Petretti has yet to decide where she will be sending her children, now going into grades five and two, next year, but is considering her home district, Pat-Med.

A GoFundMe has since been created by parents to help pay the teachers — who finished the school year last Wednesday, June 19 — with a goal of $40,000. Over $1,500 has been collected so far by 13 people in two weeks.

Patchogue Village resident Lisa DeRosa, parent of a third-grader, said she was also shocked and upset by the closing and, even as a PTA member, knew nothing about it.

“You would think being in the PTA we would know a little more, but we were left in the dark,” she said. “These teachers still came in every single day and were good to the children. I had no idea they weren’t receiving a [pay}.”

According to DeRosa, she and a few other parents who had a hand in setting up the GoFundMe were under the understanding that teachers had not been paid for the entire month of June and one month of payroll totaled about $40,000.

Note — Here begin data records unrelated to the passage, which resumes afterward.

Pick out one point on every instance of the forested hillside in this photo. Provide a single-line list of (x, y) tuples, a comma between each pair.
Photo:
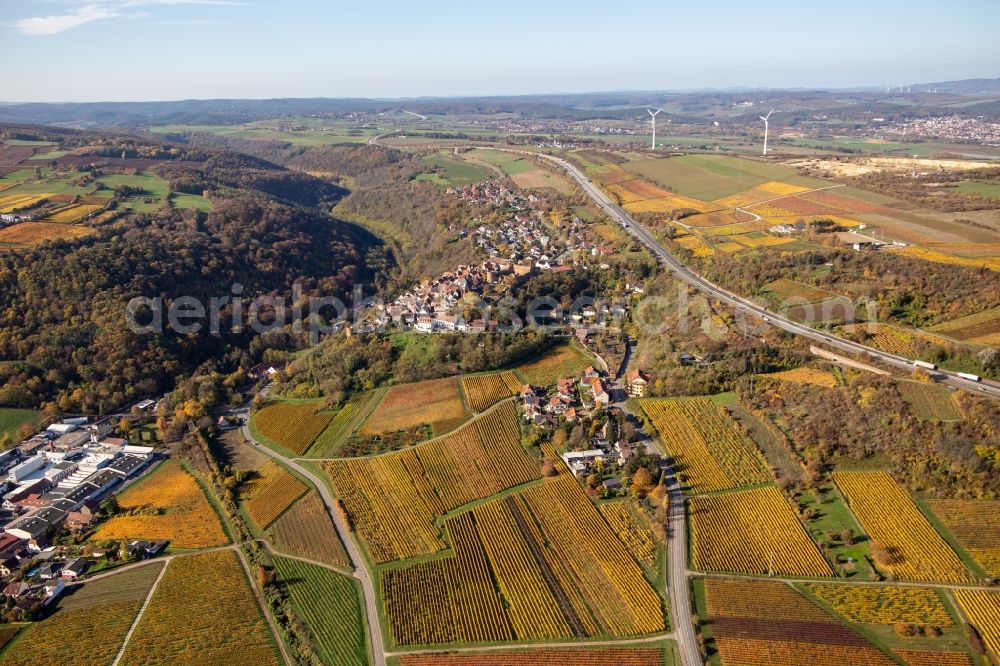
[(63, 337)]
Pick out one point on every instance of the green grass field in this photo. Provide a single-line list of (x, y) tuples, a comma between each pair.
[(509, 163), (154, 188), (11, 420), (831, 516), (182, 201), (452, 172), (314, 132), (51, 155), (329, 604), (24, 142), (343, 425), (711, 177)]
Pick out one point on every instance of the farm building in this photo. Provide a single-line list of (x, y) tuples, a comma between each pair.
[(636, 383)]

“It upsets me, because where is our tuition money going?” she questioned. Tuition was about $620 per month just prior to the closure. “It wasn’t cheap, but the education was second to none,” she added.

Should the church step up and pay the teachers, any and all money collected during the GoFundMe fundraiser, she said, would happily be returned.

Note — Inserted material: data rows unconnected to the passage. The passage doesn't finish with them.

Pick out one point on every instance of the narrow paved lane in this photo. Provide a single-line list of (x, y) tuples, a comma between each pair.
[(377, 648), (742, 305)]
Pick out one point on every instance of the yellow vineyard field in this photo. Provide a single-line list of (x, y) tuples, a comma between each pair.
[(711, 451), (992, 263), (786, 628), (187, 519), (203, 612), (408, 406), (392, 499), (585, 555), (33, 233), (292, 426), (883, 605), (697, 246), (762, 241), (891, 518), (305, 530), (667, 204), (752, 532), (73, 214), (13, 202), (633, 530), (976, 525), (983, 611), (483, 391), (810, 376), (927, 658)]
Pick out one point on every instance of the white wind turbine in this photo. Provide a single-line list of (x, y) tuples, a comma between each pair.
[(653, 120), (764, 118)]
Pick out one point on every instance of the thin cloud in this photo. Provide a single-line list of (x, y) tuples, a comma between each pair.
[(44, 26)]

“We just want to make sure they get what they deserve. They had no chance to save or anything,” she continued.

According to Brazier, about 58 students were registered in grades K-8 this year. At one point in time, over 225 students were enrolled. Next year, only about 26 children would have been registered.

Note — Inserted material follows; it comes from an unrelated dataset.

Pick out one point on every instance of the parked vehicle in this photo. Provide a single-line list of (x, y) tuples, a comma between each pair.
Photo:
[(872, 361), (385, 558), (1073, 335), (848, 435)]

“We just can’t afford it,” he said, explaining that one teacher would have cost over $20,000 a year and could have potentially only one student.

Payroll is not the only expense, though the budget for the private school is not available to the public. Brazier said other costs, including electric, sewer costs and maintenance, factor in. He’s hoping to have all the debts paid by the end of month and has reached out to Synod, the council of the church, for help in doing so.


During a mandatory meeting held last month, the church committee of the Emanuel Lutheran School in Patchogue unexpectedly announced to parents that they intended to close the facility as of the end of the 2018-19 school year. Teachers and staff didn’t get the message much sooner, all being forced to find other employment.

At that time, Brazier stated that the pre-k program for children aged 2-4 would remain open with intentions to “regrow the school” depending on demands.


The Emanuel Lutheran Church was organized and erected in 1912 by the Rev. Hermann Zoller, who served until 1932. Then came the Rev. Carl Gernannt until 1956 and the Rev. William Hinlicky, who organized the school in 1957.

The school originally opened with 17 students in kindergarten and first grade. The first principal was Ray Steinert and the first teacher was Miss Charlotte Streck. About 10 years later, in 1968, a nursery for 3- and 4-year-olds was added and by 1969, the seventh and eighth grades. On March 3, 1982, a fire destroyed the school and church. With fortunately no injuries, a new church building was dedicated the very next year. Then, in 1993, the congregation approved building a new early childhood center and by 1997, a full-day preschool program was added. They officially closed their doors last week. Pre-K will continue.